I look down at Oskar’s hand. It is bloodless and unmoving. “Does it hurt?” I ask him.
“Not right now.”
“Will it hurt?” I ask Raimo.
He shrugs. “Would it be any worse than it is now?”
“Nothing is worse than this,” says Oskar. “Please, Elli. For me.”
I could never deny him. I hold out my palms over his hand as Raimo lays his own tremulous palms around my neck. Instantly, I feel the unsteadiness, the shocks of hot and cold. This is why Raimo doesn’t want to heal him directly. But as the two magics combine inside me, they settle and meld. I lean over Oskar’s hand and focus on the gray veins beneath his skin. A living thing needs blood to quench its thirst, to feed it and cleanse it. Blood is the answer.
Oskar gasps and then clenches his teeth to hold in a moan. “Don’t stop,” he says, his lips barely moving. He is sweating now, glistening beads that freeze on his temples and forehead.
“Focus, Elli,” Raimo snaps.
“Valtia!” a voice cries out from down the hall.
Oskar snatches his hand away with a stifled cry of pain.
“Did I hurt you?” I ask as he turns away. My fingers are dripping ice and fire, and I ball them into fists.

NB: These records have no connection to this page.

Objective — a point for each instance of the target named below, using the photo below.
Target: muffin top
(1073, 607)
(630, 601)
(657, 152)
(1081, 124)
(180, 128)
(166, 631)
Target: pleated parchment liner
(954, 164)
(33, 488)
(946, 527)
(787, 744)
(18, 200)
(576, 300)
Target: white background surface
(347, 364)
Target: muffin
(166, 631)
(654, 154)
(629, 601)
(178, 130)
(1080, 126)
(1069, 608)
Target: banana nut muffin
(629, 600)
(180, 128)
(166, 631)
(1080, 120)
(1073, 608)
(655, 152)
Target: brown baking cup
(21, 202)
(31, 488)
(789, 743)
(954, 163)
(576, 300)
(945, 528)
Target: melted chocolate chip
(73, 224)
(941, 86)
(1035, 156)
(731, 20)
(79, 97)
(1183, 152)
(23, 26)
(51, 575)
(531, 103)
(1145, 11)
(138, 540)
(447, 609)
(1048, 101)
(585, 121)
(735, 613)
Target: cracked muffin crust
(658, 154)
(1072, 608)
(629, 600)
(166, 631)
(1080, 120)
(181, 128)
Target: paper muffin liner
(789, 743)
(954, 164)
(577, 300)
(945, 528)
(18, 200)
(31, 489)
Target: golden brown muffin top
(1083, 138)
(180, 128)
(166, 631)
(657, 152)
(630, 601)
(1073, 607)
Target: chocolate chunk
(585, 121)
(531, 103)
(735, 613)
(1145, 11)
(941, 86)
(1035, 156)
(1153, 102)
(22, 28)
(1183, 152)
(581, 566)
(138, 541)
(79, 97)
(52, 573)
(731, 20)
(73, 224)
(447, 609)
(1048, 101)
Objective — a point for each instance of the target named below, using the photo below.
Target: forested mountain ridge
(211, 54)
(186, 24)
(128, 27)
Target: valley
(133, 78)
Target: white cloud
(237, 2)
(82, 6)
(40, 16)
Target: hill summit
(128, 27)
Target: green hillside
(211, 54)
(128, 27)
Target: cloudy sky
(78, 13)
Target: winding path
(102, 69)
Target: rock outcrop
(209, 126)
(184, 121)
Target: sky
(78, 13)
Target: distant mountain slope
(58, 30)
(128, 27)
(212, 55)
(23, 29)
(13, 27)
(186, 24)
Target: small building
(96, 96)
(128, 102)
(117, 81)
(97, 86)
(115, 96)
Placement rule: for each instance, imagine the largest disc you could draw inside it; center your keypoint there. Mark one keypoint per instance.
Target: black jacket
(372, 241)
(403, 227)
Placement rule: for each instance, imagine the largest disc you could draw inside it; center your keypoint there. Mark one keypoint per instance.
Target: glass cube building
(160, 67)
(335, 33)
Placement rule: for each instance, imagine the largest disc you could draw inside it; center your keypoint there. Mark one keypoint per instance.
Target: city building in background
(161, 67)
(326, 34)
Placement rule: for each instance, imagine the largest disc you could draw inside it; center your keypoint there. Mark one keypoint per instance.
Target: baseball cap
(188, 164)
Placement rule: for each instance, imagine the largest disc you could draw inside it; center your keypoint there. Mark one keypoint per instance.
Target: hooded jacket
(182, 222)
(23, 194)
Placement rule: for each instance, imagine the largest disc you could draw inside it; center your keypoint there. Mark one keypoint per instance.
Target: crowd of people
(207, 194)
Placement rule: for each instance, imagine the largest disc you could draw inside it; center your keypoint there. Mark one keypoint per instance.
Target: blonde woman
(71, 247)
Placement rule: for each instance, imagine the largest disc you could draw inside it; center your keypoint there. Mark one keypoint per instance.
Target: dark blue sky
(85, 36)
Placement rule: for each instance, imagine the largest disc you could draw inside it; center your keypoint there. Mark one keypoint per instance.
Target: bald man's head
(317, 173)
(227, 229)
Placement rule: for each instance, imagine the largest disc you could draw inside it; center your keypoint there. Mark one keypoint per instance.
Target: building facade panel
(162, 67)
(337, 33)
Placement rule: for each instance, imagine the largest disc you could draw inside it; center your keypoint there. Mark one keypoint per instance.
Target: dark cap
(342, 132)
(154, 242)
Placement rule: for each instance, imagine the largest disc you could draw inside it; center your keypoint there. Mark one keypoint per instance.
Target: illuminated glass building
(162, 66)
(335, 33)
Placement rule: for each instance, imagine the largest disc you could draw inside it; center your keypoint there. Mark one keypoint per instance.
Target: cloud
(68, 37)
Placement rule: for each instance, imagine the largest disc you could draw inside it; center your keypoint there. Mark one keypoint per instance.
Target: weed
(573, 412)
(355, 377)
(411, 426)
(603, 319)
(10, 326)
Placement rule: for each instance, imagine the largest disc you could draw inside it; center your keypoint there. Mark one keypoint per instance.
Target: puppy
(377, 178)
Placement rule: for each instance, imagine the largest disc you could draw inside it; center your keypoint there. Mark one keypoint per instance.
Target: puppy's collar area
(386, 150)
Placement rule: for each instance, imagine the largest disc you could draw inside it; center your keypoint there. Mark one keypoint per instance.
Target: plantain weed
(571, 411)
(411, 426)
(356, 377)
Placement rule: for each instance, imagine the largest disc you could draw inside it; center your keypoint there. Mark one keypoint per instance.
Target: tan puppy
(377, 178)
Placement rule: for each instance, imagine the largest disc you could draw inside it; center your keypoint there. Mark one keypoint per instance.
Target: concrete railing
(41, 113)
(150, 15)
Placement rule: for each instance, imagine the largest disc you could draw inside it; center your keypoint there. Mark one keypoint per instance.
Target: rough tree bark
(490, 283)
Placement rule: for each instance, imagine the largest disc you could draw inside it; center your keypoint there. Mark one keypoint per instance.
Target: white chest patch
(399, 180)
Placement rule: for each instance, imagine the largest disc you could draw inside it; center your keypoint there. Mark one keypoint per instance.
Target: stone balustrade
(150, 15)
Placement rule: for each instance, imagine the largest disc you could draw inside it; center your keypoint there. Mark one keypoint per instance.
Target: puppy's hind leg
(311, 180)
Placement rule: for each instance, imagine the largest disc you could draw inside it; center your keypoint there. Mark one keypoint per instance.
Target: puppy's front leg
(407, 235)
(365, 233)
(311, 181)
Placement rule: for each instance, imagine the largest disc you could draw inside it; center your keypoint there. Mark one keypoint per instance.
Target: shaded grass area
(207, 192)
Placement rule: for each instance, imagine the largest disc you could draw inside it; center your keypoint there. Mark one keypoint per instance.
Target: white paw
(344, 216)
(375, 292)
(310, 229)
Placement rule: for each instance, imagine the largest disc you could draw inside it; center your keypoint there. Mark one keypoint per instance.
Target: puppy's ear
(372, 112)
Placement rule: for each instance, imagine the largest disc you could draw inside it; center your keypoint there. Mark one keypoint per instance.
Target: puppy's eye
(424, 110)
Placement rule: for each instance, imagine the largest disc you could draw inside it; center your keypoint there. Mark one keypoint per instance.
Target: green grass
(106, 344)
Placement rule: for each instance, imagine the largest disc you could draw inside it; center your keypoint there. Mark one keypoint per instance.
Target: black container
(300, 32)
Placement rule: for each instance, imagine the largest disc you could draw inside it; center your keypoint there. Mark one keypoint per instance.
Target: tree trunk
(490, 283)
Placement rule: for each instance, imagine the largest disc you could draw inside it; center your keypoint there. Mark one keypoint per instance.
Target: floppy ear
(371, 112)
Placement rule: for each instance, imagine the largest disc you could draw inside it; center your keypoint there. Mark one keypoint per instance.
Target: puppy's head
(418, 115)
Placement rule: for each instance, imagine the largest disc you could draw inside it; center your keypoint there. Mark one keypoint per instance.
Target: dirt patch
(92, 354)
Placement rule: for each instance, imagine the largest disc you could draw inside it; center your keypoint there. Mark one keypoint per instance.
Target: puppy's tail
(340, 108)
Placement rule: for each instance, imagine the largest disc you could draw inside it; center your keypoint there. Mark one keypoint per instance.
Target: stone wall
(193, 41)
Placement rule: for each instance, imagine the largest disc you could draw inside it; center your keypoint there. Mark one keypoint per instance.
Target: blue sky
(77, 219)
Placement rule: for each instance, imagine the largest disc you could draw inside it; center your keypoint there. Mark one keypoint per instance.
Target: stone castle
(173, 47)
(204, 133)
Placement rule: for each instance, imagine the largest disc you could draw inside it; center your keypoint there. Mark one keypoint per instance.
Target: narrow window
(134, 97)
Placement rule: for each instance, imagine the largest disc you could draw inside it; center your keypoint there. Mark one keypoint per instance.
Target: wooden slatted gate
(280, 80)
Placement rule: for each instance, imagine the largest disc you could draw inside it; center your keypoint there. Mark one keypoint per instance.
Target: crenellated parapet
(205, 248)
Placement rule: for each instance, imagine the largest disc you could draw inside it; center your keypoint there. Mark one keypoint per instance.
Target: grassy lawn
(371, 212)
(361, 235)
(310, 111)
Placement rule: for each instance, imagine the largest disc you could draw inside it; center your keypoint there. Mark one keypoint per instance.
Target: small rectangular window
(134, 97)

Oskar doesn’t answer my question—he has gotten to his feet and is standing between me and the doorway. “Come any closer and I’ll freeze you where you stand.”
“Try,” says a shaky, familiar voice.
I step from behind Oskar to see Sig leaning against the door frame, looking like he’s been trampled by a herd of wild horses. His white-blond hair is standing on end, and his face is covered in scratches and scars. Ugly, weeping blisters trail across his forearms and bare chest, which shines with sweat that evaporates in steamy clouds as he walks forward.
Raimo hobbles over to stand on my other side. “Where have you been?”
Sig’s brown eyes slide over the three of us. “Here and there. What you should be more interested in is who I’ve been with. I’ll tell you if you fix me.”
“Fix you,” Raimo says.
Sig nods. He holds up his hands, palms lousy with more blisters and charred spots. His face twitches as he looks at them, either with pain or disgust. “I was gone from Kupari, but when I crossed the border . . .”
“Yesterday?” asks Oskar.
“Yes. Something started to happen with me.” He glares at Raimo. “I need you to fix me. I feel as if I’m about to burn from the inside out.”
“It’s happening to all of us,” says Oskar. “Every wielder in the land feels it.”
“Not like this,” says Sig, though he gives Oskar an appraising look. His gaze lands on Oskar’s white hand. “But maybe like that.”
“We think it’s the copper,” says Raimo. “The last of it was pulled from the earth a few weeks ago. And now the land is rebelling. I’m still searching for the way to calm it.”
“Work fast,” says Sig, “because you may have other problems.”
“The Soturi?”
A small smile plays across Sig’s scarred face. “Yes and no. This is where things get interesting. This is where I can help.”
“Stop playing games,” Oskar snaps. “Tell us what you know.”
Sig’s eyes meet mine. “The Valtia. I know who she is. I know where she is. And I can take you to her.”